According to the New Yorker, the missing book, Meanderings of Memory, is cited as an early source for 49 words, including the adjective “chapelled” (meaning situated in a chapel).

The appeal, published on the OED website on 3rd May stated that “we have been unable to trace this title in library catalogues or text databases”. According to the website, the only evidence that could be found for the existence of the book was a single entry in a London bookseller’s catalogue dating from 1852. The author was listed as “Nightlark”.

Dan Selinger, a spokesperson for Oxford University Press, told Cherwell, “There are a range of theories as to why the book is proving difficult to trace. One is that the title was privately published – possibly because it was pornographic.”

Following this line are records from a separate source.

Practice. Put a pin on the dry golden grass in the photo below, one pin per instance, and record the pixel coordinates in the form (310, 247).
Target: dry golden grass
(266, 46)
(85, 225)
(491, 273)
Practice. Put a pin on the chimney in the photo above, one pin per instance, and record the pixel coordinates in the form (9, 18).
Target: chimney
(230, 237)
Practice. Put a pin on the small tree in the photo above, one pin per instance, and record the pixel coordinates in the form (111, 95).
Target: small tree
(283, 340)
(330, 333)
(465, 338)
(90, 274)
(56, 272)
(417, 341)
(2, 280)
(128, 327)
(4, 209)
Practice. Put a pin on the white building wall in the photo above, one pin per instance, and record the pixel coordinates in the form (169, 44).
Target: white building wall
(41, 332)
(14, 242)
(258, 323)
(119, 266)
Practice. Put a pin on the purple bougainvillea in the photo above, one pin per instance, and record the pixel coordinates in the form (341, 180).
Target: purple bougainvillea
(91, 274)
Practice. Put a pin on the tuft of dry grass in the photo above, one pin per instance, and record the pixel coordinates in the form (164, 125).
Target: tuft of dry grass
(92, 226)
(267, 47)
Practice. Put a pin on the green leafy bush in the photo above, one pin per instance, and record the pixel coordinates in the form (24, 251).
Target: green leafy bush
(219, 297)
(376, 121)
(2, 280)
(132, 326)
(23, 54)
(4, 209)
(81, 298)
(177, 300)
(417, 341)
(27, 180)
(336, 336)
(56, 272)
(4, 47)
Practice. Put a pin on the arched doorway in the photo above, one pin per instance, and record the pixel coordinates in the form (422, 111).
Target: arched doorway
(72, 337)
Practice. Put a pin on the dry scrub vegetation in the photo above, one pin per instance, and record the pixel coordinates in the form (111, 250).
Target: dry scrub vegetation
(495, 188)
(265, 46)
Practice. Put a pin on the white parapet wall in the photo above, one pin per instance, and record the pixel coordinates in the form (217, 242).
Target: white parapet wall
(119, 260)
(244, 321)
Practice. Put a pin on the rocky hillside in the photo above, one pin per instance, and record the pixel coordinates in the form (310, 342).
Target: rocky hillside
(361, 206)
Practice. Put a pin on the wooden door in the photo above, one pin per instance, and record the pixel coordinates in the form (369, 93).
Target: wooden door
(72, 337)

So far the appeal has had some success. One online commenter provided an additional reference to the book in an 1845 auction catalogue. Selinger said that “this appeal has been one of our most popular so far, so we are hopeful that additional information will emerge in the days and weeks to come”. He continued, “There has been a huge amount of interest in this appeal”.

When asked what the consequences for the dictionary would be if the book could not be traced, Selinger stated “The quotations in the OED are evidence of the way a certain word has developed and been used down the years; it’s important that we can identify and date the source accurately”.

The Oxford English Dictionary has a long tradition of appealing to the public for assistance. In 1879, OED editor James Murray appealed to English-speaking readers to send in curious words that they came across to help with the development of the first edition. The challenge was taken up, not only by academics, but many laypeople.

One first-year English student, Nancy Jiang, told Cherwell, “The loss of this book might not turn out to be such a bad thing. In fact it might be quite a good thing because it will help the public to think about the history of our language”.